Russisch-ukrainische Grenze Ein Vertrag sollte Ordnung schaffen, endete aber im Chaos

mmi

28.1.2023

Zwei Fussgängerinnen passieren nicht identifizierte Bewaffnete, die den ukrainischen Infanteriestützpunkt in Perewalne, Ukraine, bewachen – gut zwei Wochen, bevor Russland die Krim überfällt. 
Zwei Fussgängerinnen passieren nicht identifizierte Bewaffnete, die den ukrainischen Infanteriestützpunkt in Perewalne, Ukraine, bewachen – gut zwei Wochen, bevor Russland die Krim überfällt. 
Keystone

Elf Jahre nach dem Zerfall der Sowjetunion hatten die Ukraine und Russland ihre Grenze vertraglich festgelegt: Das würde sich am Samstag zum 20. Mal jähren. Mit Betonung auf «würde». Ein Blick zurück.

mmi

28.1.2023

Russland brauche die Ukraine «als strategischen Partner auf lange Sicht» – das sagte der damalige und heutige russische Präsident Wladimir Putin zu den Medien.

Es war der Dienstag, 28. Januar 2003. Kurz zuvor hatten der Präsident der Russischen Föderation und der damalige ukrainische Präsident Leonid Kutschma den Vertrag in Kiew unterzeichnet, der die Grenze zwischen den beiden Ex-Sowjetrepubliken festlegen sollte.

Mit der völkerrechtswidrigen Annexion der ukrainischen Halbinsel Krim durch Russland begann der Vertrag 2014 allmählich einzureissen, bis er mit Putins Angriffskrieg vergangenen Februar definitiv Makulatur wurde.

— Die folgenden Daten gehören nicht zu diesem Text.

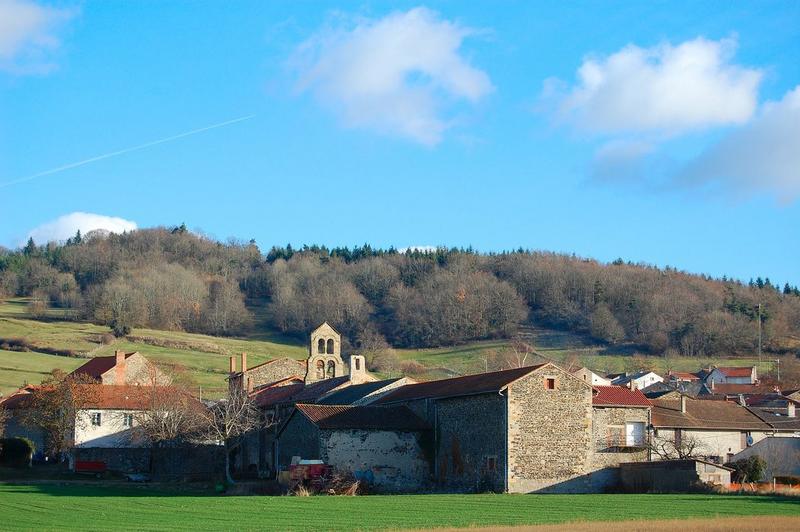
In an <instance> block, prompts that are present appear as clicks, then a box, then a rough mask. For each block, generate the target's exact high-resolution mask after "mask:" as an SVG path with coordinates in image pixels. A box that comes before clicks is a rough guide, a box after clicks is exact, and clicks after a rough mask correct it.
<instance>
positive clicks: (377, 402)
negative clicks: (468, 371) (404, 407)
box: [375, 364, 547, 404]
mask: <svg viewBox="0 0 800 532" xmlns="http://www.w3.org/2000/svg"><path fill="white" fill-rule="evenodd" d="M546 365H547V364H539V365H536V366H526V367H524V368H514V369H506V370H502V371H492V372H489V373H478V374H476V375H465V376H463V377H453V378H451V379H441V380H437V381H429V382H421V383H418V384H407V385H405V386H401V387H400V388H398V389H397V391H394V392H390V393H388V394H387V395H386V396H384V397H383V398H381V399H379V400H378V401H376V402H375V404H386V403H396V402H399V401H413V400H416V399H433V398H442V397H459V396H464V395H477V394H481V393H490V392H498V391H500V390H503V389H505V388H506V387H507V386H508V385H509V384H511V383H512V382H514V381H516V380H517V379H521V378H522V377H525V376H526V375H528V374H530V373H532V372H533V371H535V370H537V369H539V368H541V367H543V366H546Z"/></svg>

Zum 20. Jahrestag ein Überblick, wie das Grenzabkommen zustande kam – und weshalb es heute Geschichte ist.

Nur symbolische Grenzen

Zu Sowjetzeiten hatte die Grenze nur symbolische Bedeutung. Sie verlief mitten durch Ortschaften, teils sogar durch einzelne Grundstücke. Doch mit dem Zerfall der Sowjetunion im Dezember 1991 drängte vor allem die Ukraine auf die Anerkennung ihrer Grenze durch die Machtzentrale in Moskau. 

So schloss sich die Ukraine nach einem Unabhängikeitsreferendum ebenfalls im Dezember 1991 der Gemeinschaft unabhängiger Staaten (GUS) an – einem Zusammenschluss von Nachfolgestaaten der Sowjetunion. 

30 Verhandlungsrunden und diverse Abkommen

Doch es brauchte etwa 30 Verhandlungsrunden und weitere Abkommen – etwa 1997 über die russische Schwarzmeerflotte und den Vertrag über die wirtschaftliche Zusammenarbeit 1998 –, bis 1999 durch den «Vertrag über Freundschaft, Zusammenarbeit und Parternschaft» Russland die Ukraine vollumfänglich als unabhängigen Staat anerkannte.

Es brauchte 30 Verhandlungsrunden und weitere Abkommen, bis Russland die Unabhängigkeit der Ukraine offiziell anerkannte.
Es brauchte 30 Verhandlungsrunden und weitere Abkommen, bis Russland die Unabhängigkeit der Ukraine offiziell anerkannte.
Keystone

Das war der Grundstein für den vier Jahre später folgenden russisch-ukrainischen Grenzvertag. Darin einigten sich Kiew und Moskau auf eine international anerkannte, 2063 Kilometer lange Landgrenze vom Dreiländereck zwischen Belarus, Russland und der Ukraine bis zum Schwarzen Meer.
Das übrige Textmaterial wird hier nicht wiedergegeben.